Mercatus studied each state’s regulatory code for the number of restrictions between 2015 and 2019 and again for all states in 2020. I took the respective year’s population and calculated a per capita regulations figure, so it was more applicable to Nebraska. Now we can compare the two snapshots of Nebraska’s regulatory code.
In 2017, Nebraska had the 12th highest number of restrictions measured on a per capita basis.

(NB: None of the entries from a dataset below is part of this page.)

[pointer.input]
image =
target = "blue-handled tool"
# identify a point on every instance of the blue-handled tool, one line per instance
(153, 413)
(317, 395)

Nebraska had 100,627 restrictions, and calculated against the 2017 population, that equated to 52.5 restrictions per 1,000 people.
After having the framework to review the states’ regulatory codes in place, Mercatus was able to review all the states in 2020 for a single year snapshot. Nebraska stayed the same at 12th, but the good news is that the state reduced its restrictions by 4,672, dropping our total count to 95,955 or 49.6 restrictions per 1,000 people.
When comparing the two data sets, there were 27 states that increased their number of restrictions. Texas saw the largest increase in total restrictions, followed by Oregon, Ohio, Maryland, and Illinois. There were 18 states that reduced their restriction count, including Nebraska. Wyoming decreased its restrictions the most, followed by West Virginia, Idaho, Missouri, and Kentucky.[i]
It is good to know that according to Mercautus research, “four of the six states that saw the largest percentage reduction in regulatory restrictions between the releases of version 1.0 and version 2.0 of State RegData are states that have cited Mercatus research or used State RegData metrics to guide their red-tape-cutting efforts. These states are Idaho, Missouri, Kentucky and Nebraska.”
Even though Nebraska is seeing a positive trend in a short period of time, our state needs a regulatory review process. Regulations should be evaluated based on their effectiveness and impact to the state’s economy. One way to do this is through a REINS Act (Regulations from the Executive in Need of Scrutiny Act), which would give the Legislature authority to disapprove or nullify agency regulations. This type of act would also require a review process to take place before certain regulations could be implemented, normally those that have financial impacts over a certain dollar amount. Wisconsin was the first state to enact a state-level REINS Act in 2017.
To learn more about our proposal for a Nebraska REINS Act, click here. To learn more about Nebraska’s state regulations, click here. If you want to see the most recent legislation to remedy the problem of not having a state review process, click here.
[i] In the first snapshot the regulatory codes of Arkansas, Hawaii, New Jersey, and Vermont were not able to be analyzed due to data limitations. In the 2020 snapshot, Alaska, Arkansas, Connecticut, Hawaii, New Jersey, and Vermont were not able to be analyzed.